The computer readable medium may be embodied in the electronic device; or may exist separately without being assembled into the electronic device. The computer readable medium carries one or more computer programs which, when executed by the electronic device, cause the electronic device to:

computer program code for carrying out operations for embodiments of the present disclosure may be written in any combination of one or more programming languages, including an object oriented programming language such as Java, Smalltalk, C + +, Python, and conventional procedural programming languages, such as the "C" programming language or similar programming languages. The program code may execute entirely on the user's computer, partly on the user's computer, as a stand-alone software package, partly on the user's computer and partly on a remote computer or entirely on the remote computer or server. In the case of a remote computer, the remote computer may be connected to the user's computer through any type of network, including a Local Area Network (LAN) or a Wide Area Network (WAN), or the connection may be made to an external computer (for example, through the Internet using an Internet service provider).

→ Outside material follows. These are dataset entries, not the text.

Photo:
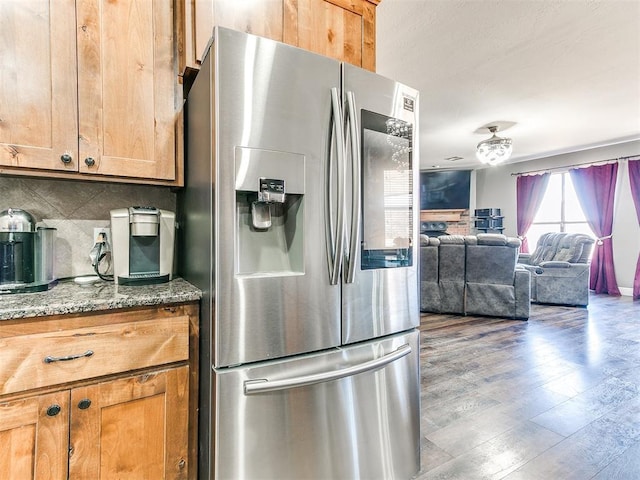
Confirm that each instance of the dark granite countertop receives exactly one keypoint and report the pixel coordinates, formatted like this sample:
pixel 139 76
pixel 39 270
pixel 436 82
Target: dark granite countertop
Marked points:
pixel 69 297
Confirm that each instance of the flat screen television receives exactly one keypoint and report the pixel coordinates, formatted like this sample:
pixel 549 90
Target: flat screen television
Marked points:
pixel 445 190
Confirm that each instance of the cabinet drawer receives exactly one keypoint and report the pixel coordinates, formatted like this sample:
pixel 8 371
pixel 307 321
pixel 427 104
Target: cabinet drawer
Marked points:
pixel 50 358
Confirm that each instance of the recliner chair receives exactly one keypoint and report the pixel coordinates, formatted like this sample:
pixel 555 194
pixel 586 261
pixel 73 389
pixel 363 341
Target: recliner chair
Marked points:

The flowchart and block diagrams in the figures illustrate the architecture, functionality, and operation of possible implementations of systems, methods and computer program products according to various embodiments of the present disclosure. In this regard, each block in the flowchart or block diagrams may represent a module, segment, or portion of code, which comprises one or more executable instructions for implementing the specified logical function(s). It should also be noted that, in some alternative implementations, the functions noted in the block may occur out of the order noted in the figures. For example, two blocks shown in succession may, in fact, be executed substantially concurrently, or the blocks may sometimes be executed in the reverse order, depending upon the functionality involved. It will also be noted that each block of the block diagrams and/or flowchart illustration, and combinations of blocks in the block diagrams and/or flowchart illustration, can be implemented by special purpose hardware-based systems that perform the specified functions or acts, or combinations of special purpose hardware and computer instructions.

The above description is only for the purpose of illustrating the preferred embodiments of the present invention and is not to be construed as limiting the invention, and any modifications, equivalents, improvements and the like that fall within the spirit and principle of the present invention are intended to be included therein.

Claims

1. A three-dimensional reconstruction method based on sparse point cloud and cost aggregation is characterized by comprising the following steps:

acquiring a multi-view image and a plurality of corresponding sparse point clouds, and preprocessing the sparse point clouds to obtain depth maps under a plurality of views;

extracting features of the multi-view image, constructing one or more cost bodies, and modulating and regularizing each cost body by using the plurality of sparse point clouds to obtain a plurality of probability bodies;

and restoring a depth map from each probability body, and fusing the depth map with the filtered depth maps under multiple viewing angles to obtain a reconstructed point cloud model.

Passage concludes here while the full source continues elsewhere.